At my university, this was my saving grace. Whenever I needed a helping hand in drafting papers, I booked an appointment with either a student tutor or librarian (if it was research-based paper). These sessions always helped me create a clear writing path. My dread and anxiety about writing a 10-page paper would quickly diminish because I knew I had access to the help I needed. Go to your school library, speak with a librarian and they will be more than delighted to provide you with available writing resources (digital and in-person).
Another great strategy to get over writer’s block, is to read more on the topic or idea you are discussing in your paper. When creating a topic or idea for a paper, you want to ensure your ideas are not overlapping with another writer, and that you are either adding, creating, or expanding to the existing conversation. During my final year of undergraduate studies, I learned that reviewing other writer’s work could help inspire my topic and guide me in ways to develop a strong paper. For example, when I wrote my senior thesis, I read other theses and dissertations that related to my topic. This strategy inspired my thesis, Oversaturation of Social Media Influencer, after I re-analyzed the existing topic and developed my own contribution. Be careful with this strategy. While you are reading and extracting inspiration from other works, it is important to appropriately reference those writers so as not to plagiarize.

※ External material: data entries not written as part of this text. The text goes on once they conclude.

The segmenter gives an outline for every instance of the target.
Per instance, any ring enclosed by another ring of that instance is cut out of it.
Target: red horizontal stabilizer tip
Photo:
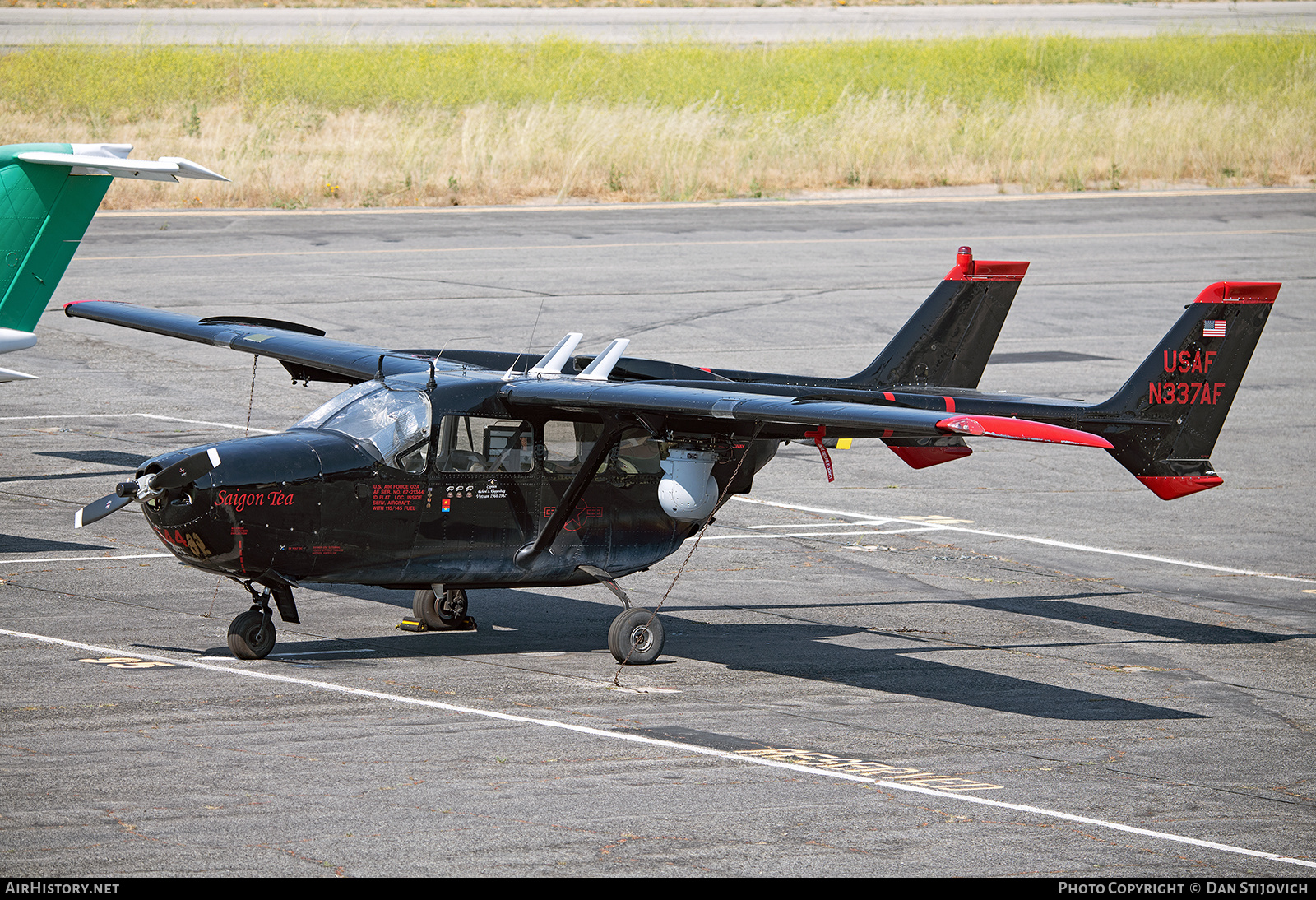
[[[1138,475],[1138,480],[1162,500],[1186,497],[1225,483],[1219,475]]]
[[[1194,303],[1274,303],[1280,282],[1216,282]]]
[[[909,468],[926,468],[967,457],[973,447],[891,447],[891,453],[904,459]]]
[[[979,430],[971,430],[974,425]],[[937,422],[937,428],[959,434],[982,434],[984,437],[999,437],[1009,441],[1042,441],[1044,443],[1073,443],[1080,447],[1101,447],[1103,450],[1115,449],[1109,441],[1096,434],[1088,434],[1073,428],[1062,428],[1061,425],[1034,422],[1029,418],[959,416],[957,418],[942,418]]]

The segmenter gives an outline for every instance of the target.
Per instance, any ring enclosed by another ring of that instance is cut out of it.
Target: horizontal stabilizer
[[[1079,432],[1063,425],[1048,425],[1028,418],[1008,416],[953,416],[937,422],[937,428],[971,437],[999,437],[1007,441],[1041,441],[1042,443],[1073,443],[1080,447],[1113,450],[1105,438]]]
[[[37,375],[28,375],[26,372],[16,372],[12,368],[0,368],[0,382],[37,382],[39,378]]]

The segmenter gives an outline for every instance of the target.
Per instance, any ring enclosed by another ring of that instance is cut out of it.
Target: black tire
[[[259,609],[246,611],[229,625],[229,650],[238,659],[265,659],[274,639],[274,620]]]
[[[417,591],[412,596],[412,613],[425,628],[457,628],[466,620],[466,591],[449,588],[442,597],[433,591]]]
[[[662,653],[662,620],[653,609],[634,607],[612,620],[608,650],[613,659],[630,666],[644,666]]]

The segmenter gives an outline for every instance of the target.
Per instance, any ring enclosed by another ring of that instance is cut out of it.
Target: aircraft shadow
[[[407,612],[411,609],[411,595],[400,591],[334,586],[333,592],[400,607]],[[1082,607],[1088,613],[1096,609],[1084,604],[1073,605]],[[313,618],[313,605],[303,604],[303,609],[304,618]],[[336,662],[361,663],[403,657],[594,653],[604,649],[604,636],[616,612],[616,608],[605,604],[533,591],[478,591],[471,593],[471,614],[480,624],[476,632],[397,633],[371,638],[365,646],[359,641],[280,641],[271,659],[332,666]],[[924,659],[923,654],[933,651],[978,653],[979,649],[929,645],[917,636],[883,633],[883,638],[911,641],[908,647],[853,647],[838,643],[837,639],[871,633],[857,626],[817,622],[711,625],[676,616],[669,616],[663,621],[670,653],[719,663],[734,671],[803,678],[1038,718],[1204,718],[1198,713],[1169,707]],[[495,622],[500,626],[497,630],[492,628]],[[1233,637],[1228,642],[1240,641]],[[228,649],[216,647],[205,651],[205,655],[228,655]],[[611,664],[608,661],[605,668]]]
[[[49,538],[29,538],[21,534],[0,534],[0,553],[58,553],[64,550],[109,550],[103,543],[78,543],[76,541],[51,541]]]

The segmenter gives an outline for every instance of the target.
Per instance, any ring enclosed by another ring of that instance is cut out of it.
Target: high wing
[[[430,361],[386,347],[349,343],[326,338],[308,325],[276,318],[215,316],[193,318],[179,313],[149,309],[111,300],[79,300],[64,305],[64,314],[96,322],[122,325],[139,332],[209,343],[270,357],[283,363],[293,379],[357,384],[384,375],[424,372]],[[380,359],[383,358],[383,359]],[[458,368],[461,363],[440,361],[438,368]]]
[[[342,382],[347,384],[405,372],[451,371],[476,364],[443,358],[425,358],[363,343],[324,337],[318,329],[271,318],[212,317],[192,318],[178,313],[147,309],[126,303],[86,300],[64,307],[78,318],[124,325],[143,332],[178,337],[217,347],[229,347],[278,359],[297,380]],[[458,351],[461,353],[461,351]],[[520,354],[483,354],[501,364]],[[524,362],[529,368],[530,363]],[[678,367],[687,368],[687,367]],[[607,372],[604,372],[607,375]],[[1015,441],[1044,441],[1109,449],[1100,437],[1059,425],[1030,422],[1001,416],[954,416],[928,409],[909,409],[886,403],[811,401],[799,388],[778,386],[782,395],[725,391],[726,382],[661,380],[599,382],[570,376],[512,375],[501,397],[512,408],[541,408],[558,412],[590,409],[595,414],[619,411],[657,413],[687,420],[740,420],[766,425],[765,438],[800,437],[800,426],[841,429],[853,437],[982,436]],[[876,395],[874,400],[878,400]],[[803,401],[801,401],[803,400]],[[570,414],[570,413],[569,413]]]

4. Create A Positive Writing Space
Writing papers in college is a delicate but vital process in achieving your degree and becoming a better writer. Writing successful papers is important, and some of your most successful papers might be in places you least expect it. Therefore, the belief that the best place to write is at your college library is a lie. The library is high traffic for a lot of students, so they are often not the quietest or positive spaces one needs for writing.

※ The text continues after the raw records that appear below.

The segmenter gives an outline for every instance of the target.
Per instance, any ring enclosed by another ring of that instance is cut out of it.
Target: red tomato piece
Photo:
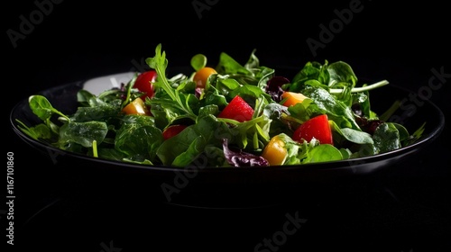
[[[187,128],[187,127],[188,127],[187,125],[182,125],[182,124],[170,125],[168,128],[164,129],[164,130],[163,130],[163,139],[165,140],[169,140],[171,137],[173,137],[173,136],[179,134],[179,132],[181,132],[181,130],[185,130],[185,128]]]
[[[241,96],[236,95],[217,115],[218,118],[236,120],[240,122],[253,118],[253,109]]]
[[[157,72],[155,70],[149,70],[138,75],[136,80],[134,81],[133,87],[145,93],[141,96],[141,99],[145,101],[145,97],[153,97],[154,89],[152,83],[154,83],[156,79]]]
[[[293,133],[293,140],[302,142],[304,140],[309,142],[313,138],[321,144],[334,145],[332,130],[327,114],[313,117],[300,124]]]

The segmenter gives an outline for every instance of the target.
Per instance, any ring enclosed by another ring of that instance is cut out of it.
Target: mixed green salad
[[[255,50],[242,65],[222,52],[215,68],[190,59],[192,72],[167,76],[159,44],[121,87],[77,94],[73,114],[41,95],[29,97],[37,125],[18,122],[31,138],[93,158],[161,166],[267,166],[368,157],[415,142],[372,111],[370,91],[388,81],[357,86],[345,62],[308,62],[294,76],[262,66]]]

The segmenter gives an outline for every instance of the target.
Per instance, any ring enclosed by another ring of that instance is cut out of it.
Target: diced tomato
[[[205,88],[207,80],[213,74],[217,74],[216,70],[215,70],[215,68],[213,68],[204,67],[198,69],[193,76],[196,86],[199,88]]]
[[[250,121],[253,115],[253,109],[241,96],[236,95],[217,115],[218,118],[236,120],[240,122]]]
[[[309,142],[313,138],[317,139],[320,144],[334,145],[332,139],[332,130],[327,114],[313,117],[300,124],[293,133],[293,140],[299,142],[307,140]]]

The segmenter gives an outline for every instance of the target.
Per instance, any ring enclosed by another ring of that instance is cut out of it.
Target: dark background
[[[207,55],[213,65],[221,51],[244,63],[256,49],[262,65],[300,68],[310,60],[344,60],[357,76],[388,79],[419,94],[434,76],[431,69],[451,75],[450,19],[441,2],[406,5],[361,1],[363,9],[348,15],[347,23],[336,26],[336,32],[327,42],[322,40],[324,48],[318,49],[316,55],[306,40],[321,41],[320,25],[328,27],[337,22],[336,11],[349,14],[350,4],[358,2],[46,1],[52,3],[52,8],[47,4],[47,14],[41,19],[31,16],[39,10],[36,3],[44,1],[8,4],[3,12],[6,88],[3,94],[8,115],[4,142],[15,158],[14,248],[253,251],[255,245],[281,229],[286,213],[300,209],[309,225],[289,237],[280,251],[451,248],[447,124],[433,144],[392,167],[392,172],[380,178],[382,183],[372,178],[357,186],[344,186],[334,194],[320,194],[320,200],[312,197],[302,207],[294,201],[293,205],[283,207],[239,211],[143,208],[136,202],[145,194],[136,192],[130,192],[130,202],[120,198],[105,207],[98,203],[104,202],[101,199],[87,199],[89,190],[86,187],[81,186],[80,193],[68,184],[74,177],[101,176],[84,167],[83,174],[72,177],[60,164],[53,164],[23,143],[9,122],[13,106],[29,95],[62,84],[136,70],[137,66],[144,66],[143,59],[153,57],[159,43],[167,53],[170,68],[187,66],[197,53]],[[193,3],[206,8],[197,11]],[[21,32],[22,15],[36,20],[14,46],[8,31]],[[428,97],[446,119],[449,81],[451,77],[446,76],[442,86]],[[1,217],[3,233],[5,215]]]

Finding a positive writing space with sufficient WIFI on campus can help you produce your best work. For example, there are numerous vacant office spaces, quiet corners, gardens, smaller/ low traffic libraries in and around your college campus where one can be productive. If you can’t find those spaces, you can always create one in your dorm room. Your dorm room is a familiar and comfortable area that can provide you with positive writing space. But DO NOT write in your bed. Writing time will quickly turn into nap time. Find a corner in your room away from the noise, turn on some lofi-jazz study music, make the area bright, and allow time for the writing to flow.

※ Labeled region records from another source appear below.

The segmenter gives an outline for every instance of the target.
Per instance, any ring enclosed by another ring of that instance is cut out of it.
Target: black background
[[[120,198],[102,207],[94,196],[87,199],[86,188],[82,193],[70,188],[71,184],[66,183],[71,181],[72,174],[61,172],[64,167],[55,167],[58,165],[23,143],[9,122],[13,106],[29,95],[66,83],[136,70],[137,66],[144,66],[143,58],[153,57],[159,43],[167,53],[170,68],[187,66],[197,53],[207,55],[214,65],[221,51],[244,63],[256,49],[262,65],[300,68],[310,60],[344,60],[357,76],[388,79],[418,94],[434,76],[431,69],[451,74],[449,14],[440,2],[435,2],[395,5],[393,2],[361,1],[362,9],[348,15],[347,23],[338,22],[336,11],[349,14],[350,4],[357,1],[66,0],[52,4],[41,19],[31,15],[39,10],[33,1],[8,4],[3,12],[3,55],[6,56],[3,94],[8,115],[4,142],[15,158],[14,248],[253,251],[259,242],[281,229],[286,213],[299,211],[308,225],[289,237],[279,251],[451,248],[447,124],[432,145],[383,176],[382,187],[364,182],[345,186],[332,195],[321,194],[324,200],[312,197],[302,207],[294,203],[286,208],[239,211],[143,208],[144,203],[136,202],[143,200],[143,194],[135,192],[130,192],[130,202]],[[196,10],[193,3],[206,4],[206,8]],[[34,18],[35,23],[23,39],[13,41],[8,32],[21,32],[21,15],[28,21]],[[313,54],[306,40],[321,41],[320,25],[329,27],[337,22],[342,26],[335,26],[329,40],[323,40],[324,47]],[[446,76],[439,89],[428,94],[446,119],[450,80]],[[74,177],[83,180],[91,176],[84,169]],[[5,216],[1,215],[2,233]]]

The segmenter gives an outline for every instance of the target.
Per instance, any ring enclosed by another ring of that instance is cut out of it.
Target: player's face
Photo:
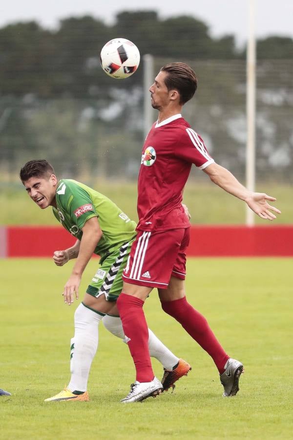
[[[23,184],[27,194],[42,209],[56,206],[55,194],[58,183],[54,174],[49,177],[32,177]]]
[[[171,92],[168,91],[164,81],[167,75],[166,72],[159,72],[149,89],[152,107],[159,110],[166,108],[170,102]]]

As you enter college, during a pandemic, college writer’s block is going to be different and feel more disastrous. Regardless, the papers are not going to change, and these helpful tips can still be useful as you navigate COVID-19. Becoming a great and productive college writer doesn’t happen overnight. There will be nights of frustration, tears, and the infamous “I’m dropping out” phase. But once you find that writing flow and secure resources to help you push past those hard moments, college papers will become just a little more bearable.